Line 15.   Figure taxable income by completing lines 1 through 28 of Form 1120. Follow the instructions for Form 1120. Enter the amount from line 28 of Form 1120 on line 15 of Schedule D. Attach to Schedule D the Form 1120 computation or other worksheet used to figure taxable income.

Taxable income is defined in section 1375(b)(1)(B) and is generally figured in the same manner as taxable income for line 9 of the Excess Net Passive Income Tax Worksheet for Line 22a in the Instructions for Form 1120S.

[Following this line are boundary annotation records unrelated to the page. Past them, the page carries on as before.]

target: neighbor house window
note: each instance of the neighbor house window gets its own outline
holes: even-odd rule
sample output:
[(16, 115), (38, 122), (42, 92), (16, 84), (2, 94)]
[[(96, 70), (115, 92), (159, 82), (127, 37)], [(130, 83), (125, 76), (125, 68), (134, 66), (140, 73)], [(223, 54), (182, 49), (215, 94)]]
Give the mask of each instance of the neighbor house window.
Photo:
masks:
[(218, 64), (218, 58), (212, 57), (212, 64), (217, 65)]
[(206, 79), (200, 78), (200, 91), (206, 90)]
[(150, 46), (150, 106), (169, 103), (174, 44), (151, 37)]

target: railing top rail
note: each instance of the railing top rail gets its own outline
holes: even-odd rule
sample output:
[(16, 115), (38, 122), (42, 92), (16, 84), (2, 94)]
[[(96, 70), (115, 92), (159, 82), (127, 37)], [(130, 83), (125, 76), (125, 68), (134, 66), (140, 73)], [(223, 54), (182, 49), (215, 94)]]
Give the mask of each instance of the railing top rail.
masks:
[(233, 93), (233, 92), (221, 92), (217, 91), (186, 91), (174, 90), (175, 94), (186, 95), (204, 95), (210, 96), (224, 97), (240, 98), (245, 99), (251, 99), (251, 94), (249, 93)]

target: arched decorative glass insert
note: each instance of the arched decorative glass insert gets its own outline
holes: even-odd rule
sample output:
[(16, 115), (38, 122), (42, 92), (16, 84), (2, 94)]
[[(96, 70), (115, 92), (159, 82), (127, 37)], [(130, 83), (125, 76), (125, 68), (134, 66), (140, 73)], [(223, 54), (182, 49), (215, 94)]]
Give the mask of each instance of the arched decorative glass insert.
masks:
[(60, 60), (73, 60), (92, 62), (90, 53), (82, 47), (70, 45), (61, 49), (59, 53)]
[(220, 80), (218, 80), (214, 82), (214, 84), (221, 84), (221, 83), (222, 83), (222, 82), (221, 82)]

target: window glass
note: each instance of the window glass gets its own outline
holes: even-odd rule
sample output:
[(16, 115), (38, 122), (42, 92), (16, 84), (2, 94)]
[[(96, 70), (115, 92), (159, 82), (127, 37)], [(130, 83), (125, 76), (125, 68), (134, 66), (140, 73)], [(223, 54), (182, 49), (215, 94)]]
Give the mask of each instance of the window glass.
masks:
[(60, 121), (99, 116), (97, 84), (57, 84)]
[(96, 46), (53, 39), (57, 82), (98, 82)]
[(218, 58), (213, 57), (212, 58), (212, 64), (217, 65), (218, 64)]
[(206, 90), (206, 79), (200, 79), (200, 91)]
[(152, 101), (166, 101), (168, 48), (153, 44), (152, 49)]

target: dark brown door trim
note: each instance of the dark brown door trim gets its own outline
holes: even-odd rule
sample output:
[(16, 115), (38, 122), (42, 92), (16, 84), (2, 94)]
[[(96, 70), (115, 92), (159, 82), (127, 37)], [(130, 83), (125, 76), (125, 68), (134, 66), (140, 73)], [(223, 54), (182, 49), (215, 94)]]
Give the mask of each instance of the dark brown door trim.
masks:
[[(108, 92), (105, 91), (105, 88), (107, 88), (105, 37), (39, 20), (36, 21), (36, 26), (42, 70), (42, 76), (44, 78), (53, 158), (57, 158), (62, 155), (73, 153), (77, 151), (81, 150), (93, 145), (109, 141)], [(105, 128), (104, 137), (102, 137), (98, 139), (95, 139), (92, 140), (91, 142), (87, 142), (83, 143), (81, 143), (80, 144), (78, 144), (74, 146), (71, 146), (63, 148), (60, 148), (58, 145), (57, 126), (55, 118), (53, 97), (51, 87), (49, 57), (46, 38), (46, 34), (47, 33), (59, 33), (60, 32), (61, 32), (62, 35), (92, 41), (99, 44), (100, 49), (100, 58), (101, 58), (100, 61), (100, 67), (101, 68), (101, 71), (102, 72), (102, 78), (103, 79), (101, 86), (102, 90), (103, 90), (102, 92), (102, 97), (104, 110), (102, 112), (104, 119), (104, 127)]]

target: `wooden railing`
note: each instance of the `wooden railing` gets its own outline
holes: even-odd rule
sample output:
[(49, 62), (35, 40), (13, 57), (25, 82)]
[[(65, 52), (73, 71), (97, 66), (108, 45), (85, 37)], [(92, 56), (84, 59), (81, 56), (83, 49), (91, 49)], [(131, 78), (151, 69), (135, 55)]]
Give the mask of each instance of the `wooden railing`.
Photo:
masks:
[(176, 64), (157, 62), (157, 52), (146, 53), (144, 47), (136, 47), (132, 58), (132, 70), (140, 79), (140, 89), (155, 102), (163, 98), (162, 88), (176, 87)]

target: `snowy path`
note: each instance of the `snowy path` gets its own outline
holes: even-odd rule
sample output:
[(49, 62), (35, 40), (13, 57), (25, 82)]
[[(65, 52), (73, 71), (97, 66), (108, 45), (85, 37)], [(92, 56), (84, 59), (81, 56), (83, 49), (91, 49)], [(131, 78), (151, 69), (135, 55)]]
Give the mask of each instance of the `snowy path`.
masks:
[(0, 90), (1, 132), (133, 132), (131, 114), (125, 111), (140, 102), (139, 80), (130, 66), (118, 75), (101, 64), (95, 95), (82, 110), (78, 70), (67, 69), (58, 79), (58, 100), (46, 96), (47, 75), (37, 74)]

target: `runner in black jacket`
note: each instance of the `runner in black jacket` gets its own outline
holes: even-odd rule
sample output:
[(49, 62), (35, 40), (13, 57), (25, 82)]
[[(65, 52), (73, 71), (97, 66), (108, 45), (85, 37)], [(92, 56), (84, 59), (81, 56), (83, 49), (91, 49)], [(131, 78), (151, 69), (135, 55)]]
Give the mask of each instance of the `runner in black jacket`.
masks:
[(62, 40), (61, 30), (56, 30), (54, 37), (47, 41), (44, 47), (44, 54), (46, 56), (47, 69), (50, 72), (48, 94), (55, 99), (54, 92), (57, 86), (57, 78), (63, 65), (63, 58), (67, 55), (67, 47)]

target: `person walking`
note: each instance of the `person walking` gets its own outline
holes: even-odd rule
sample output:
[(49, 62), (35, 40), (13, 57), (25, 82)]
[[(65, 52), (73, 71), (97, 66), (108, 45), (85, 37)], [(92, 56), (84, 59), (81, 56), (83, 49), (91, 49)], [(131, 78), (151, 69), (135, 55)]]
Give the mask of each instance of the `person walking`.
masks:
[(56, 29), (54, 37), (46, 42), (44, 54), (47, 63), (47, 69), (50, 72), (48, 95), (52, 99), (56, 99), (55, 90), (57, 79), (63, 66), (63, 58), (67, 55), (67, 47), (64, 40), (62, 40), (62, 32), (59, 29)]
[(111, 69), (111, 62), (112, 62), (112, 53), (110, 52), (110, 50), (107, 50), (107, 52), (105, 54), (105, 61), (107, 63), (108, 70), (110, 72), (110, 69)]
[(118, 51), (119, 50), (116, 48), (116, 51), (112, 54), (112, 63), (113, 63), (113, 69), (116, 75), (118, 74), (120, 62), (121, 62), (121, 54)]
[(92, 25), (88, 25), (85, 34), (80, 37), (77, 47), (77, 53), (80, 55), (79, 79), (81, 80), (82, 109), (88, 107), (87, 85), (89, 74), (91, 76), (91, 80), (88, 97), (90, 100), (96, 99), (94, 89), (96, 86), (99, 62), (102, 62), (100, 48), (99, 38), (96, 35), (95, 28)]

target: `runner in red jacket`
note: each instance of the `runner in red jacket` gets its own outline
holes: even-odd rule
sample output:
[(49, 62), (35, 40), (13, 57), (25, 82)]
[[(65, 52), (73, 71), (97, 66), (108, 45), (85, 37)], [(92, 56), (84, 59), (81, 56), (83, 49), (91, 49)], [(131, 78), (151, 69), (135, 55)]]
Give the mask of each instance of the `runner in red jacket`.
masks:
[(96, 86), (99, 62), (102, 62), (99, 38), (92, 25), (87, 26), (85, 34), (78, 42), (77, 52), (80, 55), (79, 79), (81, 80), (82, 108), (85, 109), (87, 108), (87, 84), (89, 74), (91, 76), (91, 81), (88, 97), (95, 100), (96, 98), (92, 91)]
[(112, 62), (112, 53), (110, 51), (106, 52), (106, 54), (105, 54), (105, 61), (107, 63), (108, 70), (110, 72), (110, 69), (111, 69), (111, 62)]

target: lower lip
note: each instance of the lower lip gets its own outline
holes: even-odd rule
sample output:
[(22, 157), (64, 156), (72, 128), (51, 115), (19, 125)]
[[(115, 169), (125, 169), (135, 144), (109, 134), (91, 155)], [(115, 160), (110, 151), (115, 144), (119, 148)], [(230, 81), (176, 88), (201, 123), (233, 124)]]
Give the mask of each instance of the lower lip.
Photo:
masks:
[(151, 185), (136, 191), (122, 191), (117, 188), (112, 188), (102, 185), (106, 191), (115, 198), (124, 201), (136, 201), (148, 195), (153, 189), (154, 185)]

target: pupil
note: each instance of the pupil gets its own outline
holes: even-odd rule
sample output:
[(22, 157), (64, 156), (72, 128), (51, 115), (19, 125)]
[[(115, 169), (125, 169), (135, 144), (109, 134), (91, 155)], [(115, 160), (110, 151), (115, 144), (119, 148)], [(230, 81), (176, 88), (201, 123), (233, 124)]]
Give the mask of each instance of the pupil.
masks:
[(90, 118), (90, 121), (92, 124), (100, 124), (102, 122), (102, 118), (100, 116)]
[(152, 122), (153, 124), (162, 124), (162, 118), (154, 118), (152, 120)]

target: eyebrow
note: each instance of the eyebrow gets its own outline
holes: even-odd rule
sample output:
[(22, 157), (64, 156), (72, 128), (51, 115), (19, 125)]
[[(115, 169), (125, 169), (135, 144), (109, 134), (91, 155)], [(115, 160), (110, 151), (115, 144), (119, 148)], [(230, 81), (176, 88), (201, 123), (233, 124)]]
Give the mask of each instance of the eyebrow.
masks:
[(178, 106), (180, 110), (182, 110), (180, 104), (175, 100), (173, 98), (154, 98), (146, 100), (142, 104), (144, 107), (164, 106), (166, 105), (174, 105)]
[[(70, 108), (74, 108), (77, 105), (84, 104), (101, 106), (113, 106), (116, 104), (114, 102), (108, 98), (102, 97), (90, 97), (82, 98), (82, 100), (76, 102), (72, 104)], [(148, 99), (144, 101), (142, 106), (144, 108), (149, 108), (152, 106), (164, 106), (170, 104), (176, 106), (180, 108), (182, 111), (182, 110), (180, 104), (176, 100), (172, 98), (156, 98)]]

Line 16.   If for any tax year the amount on line 14 exceeds the taxable income on line 15, the excess is treated as a recognized built-in gain in the succeeding tax year. This carryover provision applies only in the case of an S corporation that made its election to be an S corporation after March 30, 1988. See section 1374(d)(2)(B).

Line 17.   Enter the section 1374(b)(2) deduction. Generally, this is any net operating loss carryforward or capital loss carryforward (to the extent of net capital gain included in recognized built-in gain for the tax year) arising in tax years for which the corporation was a C corporation. See section 1374(b)(2) and Regulations section 1.1374-5.

Line 21.   The built-in gains tax is treated as a loss sustained by the corporation during the same tax year. Deduct the tax attributable to:
  • Ordinary gain as a deduction for taxes on Form 1120S, line 12.

  • Short-term capital gain as short-term capital loss on Schedule D, line 5.

  • Long-term capital gain as long-term capital loss on Schedule D, line 12.